Penyebab Sindrom Putri Tidur.
Belum diketahu apa yang menjadi penyebab dari sindrom ini. Namun. Bebrapa ahli kesehatan memercayai bahwa factor tertentu dapat meningkatkan risiko seseorang terkena sindrom ini. Factor risiko tersebut adalah gangguan hipotalamus yang merupakan sebuah bagian diotak yang dapat mengontrol tidur, nafsu makan, dan suhu tubuh.
Gangguan hipotalamus dapat terjadi karena jatuh atau cedera kepala. Namun. Ahli kesehatan juga menduga bahwa sindrom ini merupakan salah satu bentuk gangguan autoimun karena beberapa orang bisa mengalaminya setelah infeksi.
Cara Mengatasi Sindrom Putri Tidur
Karena penyebab dari sindrom ini belum pasti, maka para ahli kesehtan masih belum menemukan pengobatan yang spesifik untuk mengatasi sindrom ini. Kabar baiknya ada beberapa metode yang dapat digunakan pasien untuk mengelola gejalanya, salah satunya dengan mengonsumsi obat.
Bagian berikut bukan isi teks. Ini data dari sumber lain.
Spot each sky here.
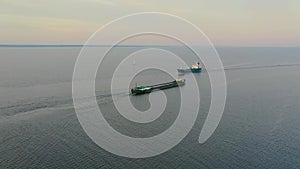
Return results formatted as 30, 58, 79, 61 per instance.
0, 0, 300, 46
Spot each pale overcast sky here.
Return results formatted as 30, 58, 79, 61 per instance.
0, 0, 300, 46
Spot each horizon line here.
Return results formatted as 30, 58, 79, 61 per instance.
0, 43, 300, 48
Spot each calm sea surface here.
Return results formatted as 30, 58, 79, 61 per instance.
0, 46, 300, 169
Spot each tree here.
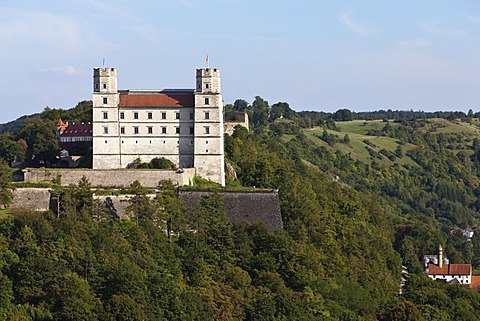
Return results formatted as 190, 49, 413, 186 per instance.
125, 180, 152, 226
252, 96, 270, 130
333, 109, 353, 121
0, 159, 13, 208
153, 180, 186, 242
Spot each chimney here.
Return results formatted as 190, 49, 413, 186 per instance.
438, 245, 443, 268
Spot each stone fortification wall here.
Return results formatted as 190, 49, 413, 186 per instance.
10, 188, 50, 211
94, 191, 283, 232
24, 168, 195, 188
180, 191, 283, 232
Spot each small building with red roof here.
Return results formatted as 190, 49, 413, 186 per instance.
424, 246, 480, 289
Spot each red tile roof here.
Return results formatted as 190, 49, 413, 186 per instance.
119, 93, 194, 107
60, 124, 92, 137
470, 275, 480, 290
428, 262, 472, 275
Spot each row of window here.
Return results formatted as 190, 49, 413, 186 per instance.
101, 97, 210, 105
103, 126, 210, 135
103, 111, 210, 120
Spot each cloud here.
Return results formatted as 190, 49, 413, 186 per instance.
340, 13, 374, 37
397, 38, 430, 48
0, 10, 93, 54
41, 65, 85, 77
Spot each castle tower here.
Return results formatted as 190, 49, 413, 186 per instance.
92, 68, 121, 169
194, 68, 225, 186
438, 245, 443, 268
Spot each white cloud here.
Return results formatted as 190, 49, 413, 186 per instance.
340, 13, 374, 37
42, 65, 85, 76
0, 10, 93, 54
397, 38, 430, 48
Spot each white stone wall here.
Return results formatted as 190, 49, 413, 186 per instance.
24, 168, 195, 188
93, 68, 225, 185
429, 274, 472, 284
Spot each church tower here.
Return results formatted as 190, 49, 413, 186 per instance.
92, 68, 121, 169
194, 68, 225, 186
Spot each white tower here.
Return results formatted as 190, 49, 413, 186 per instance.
92, 68, 121, 169
194, 68, 225, 186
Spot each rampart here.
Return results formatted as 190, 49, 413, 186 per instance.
179, 191, 283, 232
10, 188, 50, 211
23, 168, 195, 188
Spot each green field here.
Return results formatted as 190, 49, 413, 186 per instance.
284, 119, 480, 166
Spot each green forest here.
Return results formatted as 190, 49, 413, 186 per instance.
0, 97, 480, 321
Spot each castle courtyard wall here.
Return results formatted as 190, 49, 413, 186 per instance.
24, 168, 195, 188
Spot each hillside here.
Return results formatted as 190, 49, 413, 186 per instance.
0, 97, 480, 321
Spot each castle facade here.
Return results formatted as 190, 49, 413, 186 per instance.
92, 68, 225, 185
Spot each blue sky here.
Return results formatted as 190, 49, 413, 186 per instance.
0, 0, 480, 123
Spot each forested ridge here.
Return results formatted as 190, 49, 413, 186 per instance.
0, 97, 480, 321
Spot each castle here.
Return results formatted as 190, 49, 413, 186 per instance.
92, 68, 225, 185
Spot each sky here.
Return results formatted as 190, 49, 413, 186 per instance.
0, 0, 480, 123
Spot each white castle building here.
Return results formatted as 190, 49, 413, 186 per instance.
92, 68, 225, 185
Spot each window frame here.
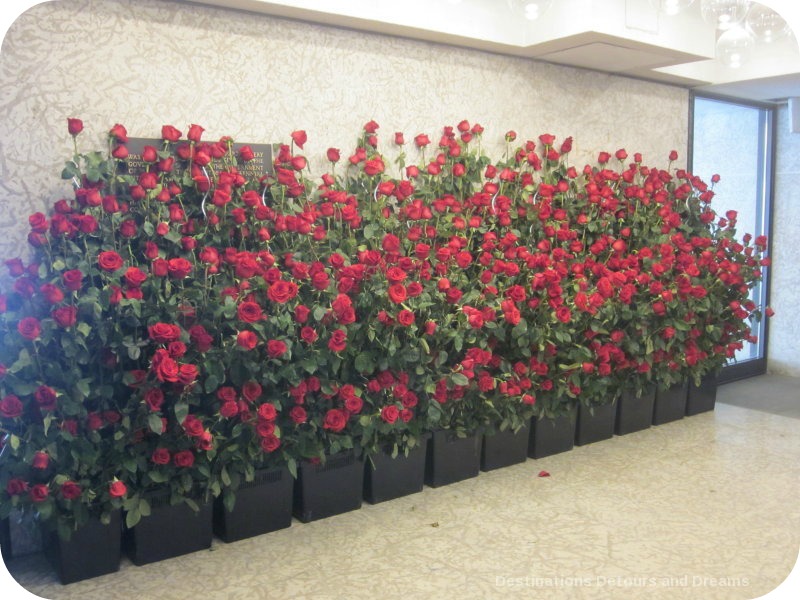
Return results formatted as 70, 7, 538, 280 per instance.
686, 90, 778, 383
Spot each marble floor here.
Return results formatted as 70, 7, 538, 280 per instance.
0, 376, 800, 600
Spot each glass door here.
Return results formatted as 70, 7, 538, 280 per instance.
689, 95, 774, 381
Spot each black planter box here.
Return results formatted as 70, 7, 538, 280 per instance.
214, 467, 294, 542
528, 406, 578, 458
43, 510, 122, 584
293, 451, 364, 523
364, 439, 428, 504
123, 492, 213, 565
575, 401, 617, 446
653, 382, 689, 425
425, 429, 483, 487
0, 518, 11, 562
686, 374, 717, 416
481, 422, 531, 471
614, 387, 656, 435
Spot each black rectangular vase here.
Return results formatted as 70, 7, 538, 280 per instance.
294, 451, 364, 523
425, 429, 482, 487
528, 404, 578, 458
686, 373, 717, 416
481, 422, 531, 471
575, 401, 617, 446
123, 492, 213, 565
364, 438, 428, 504
614, 387, 656, 435
43, 510, 122, 584
653, 381, 689, 425
214, 467, 294, 542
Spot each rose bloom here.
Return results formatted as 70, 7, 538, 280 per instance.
289, 406, 308, 425
236, 331, 258, 350
97, 250, 124, 273
61, 269, 83, 292
108, 481, 128, 498
322, 408, 347, 433
328, 329, 347, 352
150, 448, 172, 465
381, 404, 400, 423
236, 301, 264, 323
61, 481, 81, 500
172, 450, 194, 467
0, 394, 24, 419
397, 309, 414, 327
267, 340, 287, 358
17, 317, 42, 340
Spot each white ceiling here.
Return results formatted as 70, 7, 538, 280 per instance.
194, 0, 800, 101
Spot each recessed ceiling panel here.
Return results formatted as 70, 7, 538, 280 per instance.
537, 42, 678, 73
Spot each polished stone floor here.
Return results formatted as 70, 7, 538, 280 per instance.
0, 376, 800, 600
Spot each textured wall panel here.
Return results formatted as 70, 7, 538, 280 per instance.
0, 0, 687, 268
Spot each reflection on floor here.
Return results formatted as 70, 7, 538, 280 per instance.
4, 376, 800, 600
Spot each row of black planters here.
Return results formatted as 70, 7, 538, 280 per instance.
32, 378, 716, 583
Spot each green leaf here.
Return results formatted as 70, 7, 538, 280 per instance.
147, 413, 164, 435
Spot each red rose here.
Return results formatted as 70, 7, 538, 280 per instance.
322, 408, 347, 432
289, 406, 308, 425
292, 129, 308, 150
61, 481, 81, 500
108, 481, 128, 498
108, 123, 128, 144
30, 483, 50, 502
153, 350, 180, 383
300, 327, 319, 344
328, 329, 347, 352
67, 117, 83, 137
17, 317, 42, 340
167, 258, 192, 279
236, 331, 258, 350
236, 301, 265, 323
147, 323, 181, 344
31, 451, 50, 470
0, 394, 23, 419
261, 435, 281, 452
178, 364, 200, 385
381, 404, 400, 423
61, 269, 83, 292
33, 385, 58, 410
52, 306, 78, 329
186, 123, 205, 143
97, 250, 124, 273
258, 402, 278, 422
267, 279, 297, 304
6, 478, 28, 496
161, 125, 183, 142
144, 388, 164, 412
389, 283, 408, 304
267, 340, 287, 358
242, 381, 263, 402
397, 309, 414, 327
150, 448, 172, 465
172, 450, 194, 467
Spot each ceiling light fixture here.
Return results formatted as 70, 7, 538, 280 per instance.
745, 3, 789, 44
717, 25, 755, 69
650, 0, 694, 17
509, 0, 553, 21
700, 0, 750, 31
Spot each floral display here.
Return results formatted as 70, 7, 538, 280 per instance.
0, 118, 769, 536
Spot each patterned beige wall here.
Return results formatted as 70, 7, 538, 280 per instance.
0, 0, 688, 268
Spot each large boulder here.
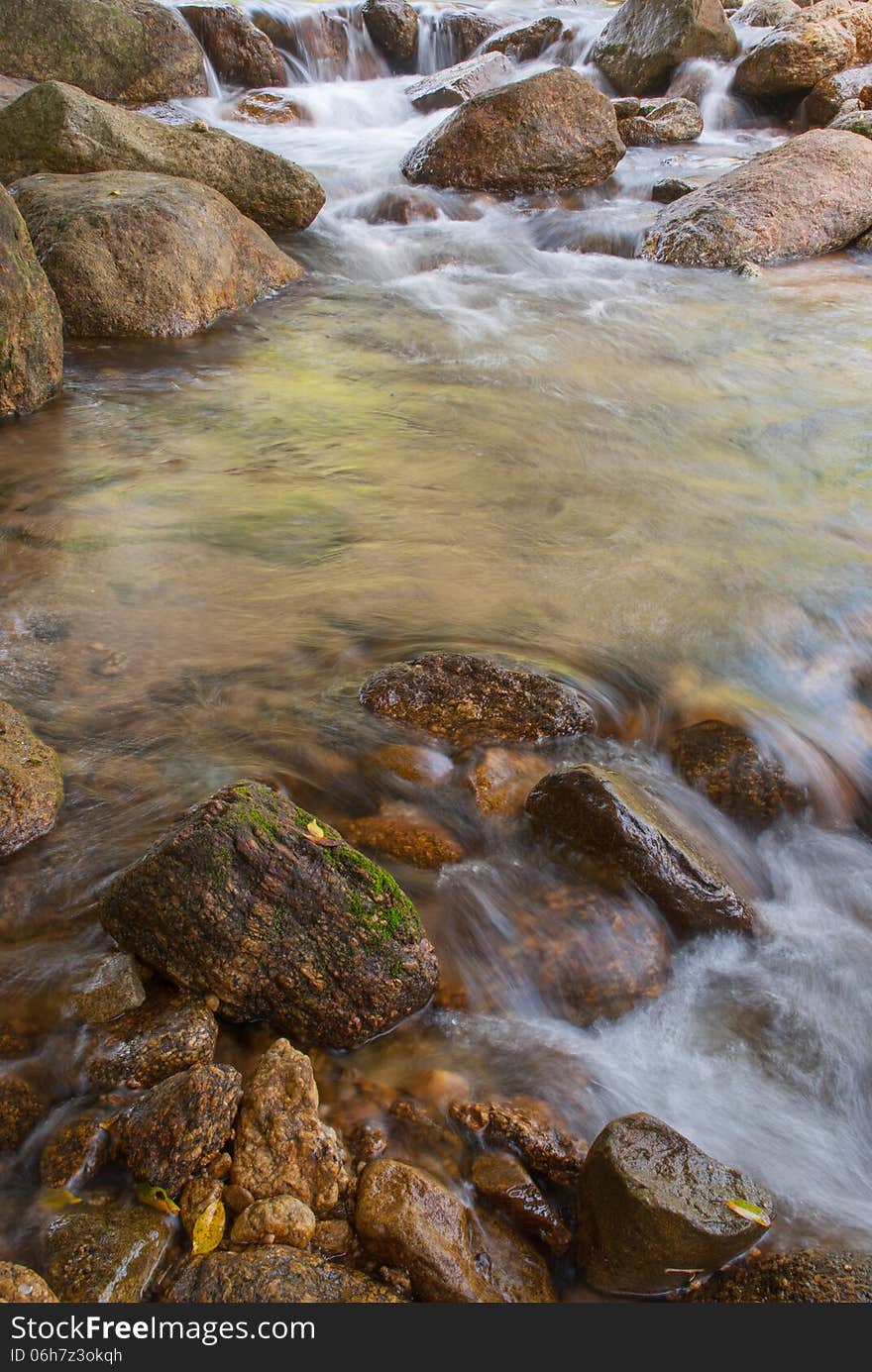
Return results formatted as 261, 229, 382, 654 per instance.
12, 171, 302, 338
0, 0, 207, 104
591, 0, 739, 95
178, 4, 287, 89
0, 81, 324, 231
360, 653, 595, 746
406, 53, 513, 114
526, 768, 754, 934
355, 1159, 555, 1304
0, 188, 63, 417
640, 129, 872, 267
100, 782, 437, 1048
578, 1114, 772, 1295
0, 702, 63, 858
402, 67, 626, 195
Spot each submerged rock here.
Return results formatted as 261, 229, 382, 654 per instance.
0, 702, 63, 858
111, 1066, 242, 1197
43, 1198, 175, 1302
0, 189, 63, 417
406, 53, 515, 114
231, 1038, 348, 1214
687, 1248, 872, 1305
0, 0, 207, 104
100, 782, 438, 1048
0, 81, 324, 231
640, 129, 872, 267
402, 67, 626, 196
163, 1243, 399, 1305
590, 0, 739, 95
360, 653, 595, 746
178, 4, 287, 88
578, 1114, 772, 1295
355, 1159, 555, 1304
526, 764, 754, 934
14, 171, 302, 338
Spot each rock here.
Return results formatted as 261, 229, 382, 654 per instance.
345, 804, 464, 870
363, 0, 417, 71
687, 1248, 872, 1305
14, 171, 302, 338
640, 129, 872, 267
43, 1197, 174, 1302
802, 64, 872, 124
406, 53, 515, 114
471, 1152, 572, 1253
578, 1114, 772, 1295
482, 14, 563, 61
526, 768, 755, 934
72, 952, 146, 1025
355, 1159, 555, 1304
84, 987, 218, 1091
40, 1109, 108, 1191
0, 1262, 57, 1305
0, 1069, 49, 1154
402, 67, 625, 195
651, 177, 694, 204
178, 4, 287, 89
360, 653, 595, 746
113, 1065, 242, 1197
669, 719, 806, 824
0, 702, 63, 858
618, 99, 704, 149
449, 1099, 588, 1187
231, 1038, 348, 1215
590, 0, 739, 95
225, 90, 314, 125
100, 782, 438, 1048
0, 0, 207, 104
0, 81, 324, 230
231, 1197, 316, 1248
733, 0, 857, 101
163, 1243, 399, 1305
Obat yang biasa digunakan untuk mengelola gejala penyakit ini antara lain obat stimulant, seperti modafinil, amfetamin atau metylphenidate.
Namun, obat-obatan ini tak dapat digunakan untuk megatasi gangguan suasana hati yang menjadi bagian dari gejala sindrom ini. Untuk mengatasi gangguan suasana hati yang menjadi efek dari sindrom ini biasanya mengguankan obat seperti lithium dan carbamazepine. Selain itu, beberapa obat alternative yang digunakan untuk menguji respon pasien antara lain obat antikonvulsan, fenitoin, yang tampaknya memicu respons positif pada beberapa pasien.